Con mistificazione intendiamo il lavoro di falsificazione della realtà attraverso l’alterazione consapevole della sua messa in scena (nel nostro caso, fotografica). Un modo di operare che, ipotizziamo, viene adottato quando alla posta in gioco viene attribuita una tale importanza da giustificare l’annichilimento della verità, il cui valore etico dovrebbe, invece, impregnare la comunicazione nei suoi vari aspetti.
Per quanto riguarda le immagini, è possibile alterarle intervenendo sui negativi, sulle stampe o, oggi, più facilmente, in postproduzione con Photoshop, per eliminare o aggiungere elementi che ne modificano il senso. Ma la falsificazione di un’immagine si può agevolmente operare anche trasformando con poche parole, con una semplice didascalia, la sua possibile lettura, la comprensione dei fatti descritti, l’identificazione del luogo e del tempo in cui sono accaduti.
Le rovine di un edificio distrutto da un terremoto, poniamo, con una breve frase possono diventare quelle di un edificio bombardato in modo criminale in un contesto di guerra. E così via. Chissà quante volte c’imbattiamo in questa sorta di falsificazione senza nemmeno rendercene conto. E purtroppo, questo problema di comunicazione mistificata oggi si è complicata ulteriormente con il progressivo affermarsi delle intelligenze artificiali nel processo di produzione d’immagini, capaci già da ora di creare ex novo e con grande perizia realtà inesistenti.
Un altro vivace punto d’incontro tra politica e fotografia lo troviamo frequentando sale di musei e di gallerie d’arte, quegli spazi in cui sempre più spesso vengono esposti anche lavori di fotografia contemporanea. Figlia di un’epoca portata in particolare alla critica dei modelli culturali e comportamentali dominanti, la fotografia che oggi raccoglie maggior consenso e legittimazione nel mondo dell’arte – fino a essere riconosciuta come uno tra i media più importanti di quel contesto – è quella che affronta le questioni definite come centrali nelle nostre società dalla riflessione sociologica, politica e filosofica.
Per farne un breve elenco, non di certo esaustivo, pensiamo alle questioni relative all’identità, ai generi, alla preservazione ambientale, al pensiero neo – e post – coloniale, alla virtualizzazione della realtà, dei rapporti sociali, oltre a quelle più classiche risultanti dall’analisi dei rapporti di potere, della gestione della violenza, delle marginalità, e così via.
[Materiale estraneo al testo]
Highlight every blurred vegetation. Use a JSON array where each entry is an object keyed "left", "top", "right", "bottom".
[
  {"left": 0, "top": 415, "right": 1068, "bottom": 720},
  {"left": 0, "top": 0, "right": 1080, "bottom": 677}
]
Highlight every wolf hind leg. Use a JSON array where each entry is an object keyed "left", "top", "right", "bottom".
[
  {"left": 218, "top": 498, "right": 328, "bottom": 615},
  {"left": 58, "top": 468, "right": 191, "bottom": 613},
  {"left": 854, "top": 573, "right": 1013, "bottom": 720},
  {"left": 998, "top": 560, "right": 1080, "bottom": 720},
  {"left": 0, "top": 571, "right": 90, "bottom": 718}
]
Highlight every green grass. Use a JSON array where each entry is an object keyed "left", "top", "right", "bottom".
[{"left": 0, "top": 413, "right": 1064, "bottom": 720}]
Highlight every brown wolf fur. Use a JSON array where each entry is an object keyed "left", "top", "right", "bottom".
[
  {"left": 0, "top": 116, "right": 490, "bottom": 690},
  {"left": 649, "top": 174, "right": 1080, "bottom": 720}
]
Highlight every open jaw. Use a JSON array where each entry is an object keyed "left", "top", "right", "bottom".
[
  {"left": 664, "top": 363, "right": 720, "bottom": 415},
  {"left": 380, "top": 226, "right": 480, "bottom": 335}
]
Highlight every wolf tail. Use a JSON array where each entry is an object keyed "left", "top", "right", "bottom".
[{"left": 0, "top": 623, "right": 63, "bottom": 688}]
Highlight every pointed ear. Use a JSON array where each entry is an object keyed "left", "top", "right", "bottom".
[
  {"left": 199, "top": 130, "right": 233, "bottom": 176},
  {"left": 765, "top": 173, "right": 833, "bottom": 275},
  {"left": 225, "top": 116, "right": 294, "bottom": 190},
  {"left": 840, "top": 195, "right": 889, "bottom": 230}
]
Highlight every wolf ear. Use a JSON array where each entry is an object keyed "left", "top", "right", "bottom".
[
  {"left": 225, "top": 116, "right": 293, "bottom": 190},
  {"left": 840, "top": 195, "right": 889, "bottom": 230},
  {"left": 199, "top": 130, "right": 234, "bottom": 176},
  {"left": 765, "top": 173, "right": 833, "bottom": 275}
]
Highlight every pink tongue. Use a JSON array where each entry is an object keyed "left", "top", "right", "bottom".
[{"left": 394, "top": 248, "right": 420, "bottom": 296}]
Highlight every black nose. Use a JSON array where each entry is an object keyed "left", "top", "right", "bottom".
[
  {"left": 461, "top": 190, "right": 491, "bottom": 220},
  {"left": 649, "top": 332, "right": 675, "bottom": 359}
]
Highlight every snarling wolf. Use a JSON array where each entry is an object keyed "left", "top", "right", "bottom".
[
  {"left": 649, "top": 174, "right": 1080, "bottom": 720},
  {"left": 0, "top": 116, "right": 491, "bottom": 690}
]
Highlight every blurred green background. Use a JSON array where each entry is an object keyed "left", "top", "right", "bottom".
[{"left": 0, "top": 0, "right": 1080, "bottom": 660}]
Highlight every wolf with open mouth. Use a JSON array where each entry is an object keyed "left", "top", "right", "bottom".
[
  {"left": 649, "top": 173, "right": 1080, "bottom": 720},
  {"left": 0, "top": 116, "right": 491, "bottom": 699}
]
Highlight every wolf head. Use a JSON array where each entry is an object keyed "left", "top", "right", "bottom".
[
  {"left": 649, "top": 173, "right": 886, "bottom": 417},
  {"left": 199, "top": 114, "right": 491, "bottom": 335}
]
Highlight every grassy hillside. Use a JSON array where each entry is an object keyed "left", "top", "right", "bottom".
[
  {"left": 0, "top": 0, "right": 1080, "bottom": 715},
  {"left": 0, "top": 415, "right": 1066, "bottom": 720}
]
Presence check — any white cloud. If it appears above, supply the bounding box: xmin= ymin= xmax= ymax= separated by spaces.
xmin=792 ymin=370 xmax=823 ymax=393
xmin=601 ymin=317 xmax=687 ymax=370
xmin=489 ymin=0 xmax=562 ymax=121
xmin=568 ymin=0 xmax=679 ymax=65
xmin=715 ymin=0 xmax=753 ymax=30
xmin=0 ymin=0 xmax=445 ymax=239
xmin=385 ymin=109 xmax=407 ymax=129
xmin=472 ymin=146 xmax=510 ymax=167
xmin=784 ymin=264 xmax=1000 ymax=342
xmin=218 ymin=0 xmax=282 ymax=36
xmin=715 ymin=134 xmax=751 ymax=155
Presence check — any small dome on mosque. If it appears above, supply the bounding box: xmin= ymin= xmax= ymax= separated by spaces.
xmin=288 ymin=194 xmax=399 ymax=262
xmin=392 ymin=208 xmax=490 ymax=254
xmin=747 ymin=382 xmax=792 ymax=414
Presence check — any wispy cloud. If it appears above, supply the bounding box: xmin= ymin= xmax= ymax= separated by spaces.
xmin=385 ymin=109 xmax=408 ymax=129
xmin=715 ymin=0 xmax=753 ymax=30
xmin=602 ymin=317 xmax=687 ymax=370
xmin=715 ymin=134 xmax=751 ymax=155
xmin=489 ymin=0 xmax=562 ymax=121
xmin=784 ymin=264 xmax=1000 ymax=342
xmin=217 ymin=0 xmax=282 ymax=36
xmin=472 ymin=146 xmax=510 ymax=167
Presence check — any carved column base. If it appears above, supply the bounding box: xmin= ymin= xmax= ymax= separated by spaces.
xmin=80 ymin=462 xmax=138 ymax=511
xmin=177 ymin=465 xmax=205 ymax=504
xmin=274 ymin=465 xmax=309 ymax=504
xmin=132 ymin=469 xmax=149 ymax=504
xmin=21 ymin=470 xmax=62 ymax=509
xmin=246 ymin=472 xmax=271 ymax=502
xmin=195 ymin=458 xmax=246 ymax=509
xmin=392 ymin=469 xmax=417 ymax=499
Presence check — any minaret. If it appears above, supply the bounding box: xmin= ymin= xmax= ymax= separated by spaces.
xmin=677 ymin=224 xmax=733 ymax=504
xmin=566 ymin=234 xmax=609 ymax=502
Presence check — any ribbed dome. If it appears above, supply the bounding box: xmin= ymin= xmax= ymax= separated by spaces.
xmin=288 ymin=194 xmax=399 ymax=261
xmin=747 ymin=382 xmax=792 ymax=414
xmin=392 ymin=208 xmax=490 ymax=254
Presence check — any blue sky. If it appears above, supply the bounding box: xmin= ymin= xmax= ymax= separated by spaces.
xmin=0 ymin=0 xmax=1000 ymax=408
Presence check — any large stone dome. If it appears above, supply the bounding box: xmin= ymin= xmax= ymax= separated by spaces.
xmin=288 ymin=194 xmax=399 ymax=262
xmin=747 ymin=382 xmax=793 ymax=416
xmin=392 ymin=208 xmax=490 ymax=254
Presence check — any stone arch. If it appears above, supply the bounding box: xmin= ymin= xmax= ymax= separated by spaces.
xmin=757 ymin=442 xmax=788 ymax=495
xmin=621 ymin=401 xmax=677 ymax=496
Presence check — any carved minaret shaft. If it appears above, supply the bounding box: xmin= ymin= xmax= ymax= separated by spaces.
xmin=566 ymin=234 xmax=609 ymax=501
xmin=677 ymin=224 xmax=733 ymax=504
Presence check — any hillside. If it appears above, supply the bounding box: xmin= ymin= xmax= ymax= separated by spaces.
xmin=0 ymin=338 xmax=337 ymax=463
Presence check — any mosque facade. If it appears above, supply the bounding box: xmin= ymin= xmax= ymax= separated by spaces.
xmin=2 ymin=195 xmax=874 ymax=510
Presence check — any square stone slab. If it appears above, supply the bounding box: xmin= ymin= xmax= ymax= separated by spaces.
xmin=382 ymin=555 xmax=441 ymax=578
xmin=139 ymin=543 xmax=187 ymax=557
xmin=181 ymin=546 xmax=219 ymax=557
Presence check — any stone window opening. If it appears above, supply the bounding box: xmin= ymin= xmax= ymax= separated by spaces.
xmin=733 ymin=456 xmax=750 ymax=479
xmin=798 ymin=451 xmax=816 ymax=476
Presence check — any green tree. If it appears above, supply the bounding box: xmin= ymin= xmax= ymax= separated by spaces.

Considerata la specifica creatività caratterizzante questo particolare ambito, come possiamo ben immaginare innumerevoli – e spesso sorprendenti – sono le modalità con cui le tematiche in questione vengono affrontate fotograficamente. E inutile sarebbe volerne fare un – peraltro impossibile – riassunto. Invito invece volentieri il lettore ad approfondire questo genere di fotografia attraverso sue personali letture e visitando con curiosità e attenzione le interessanti mostre allestite regolarmente ormai un po’ ovunque.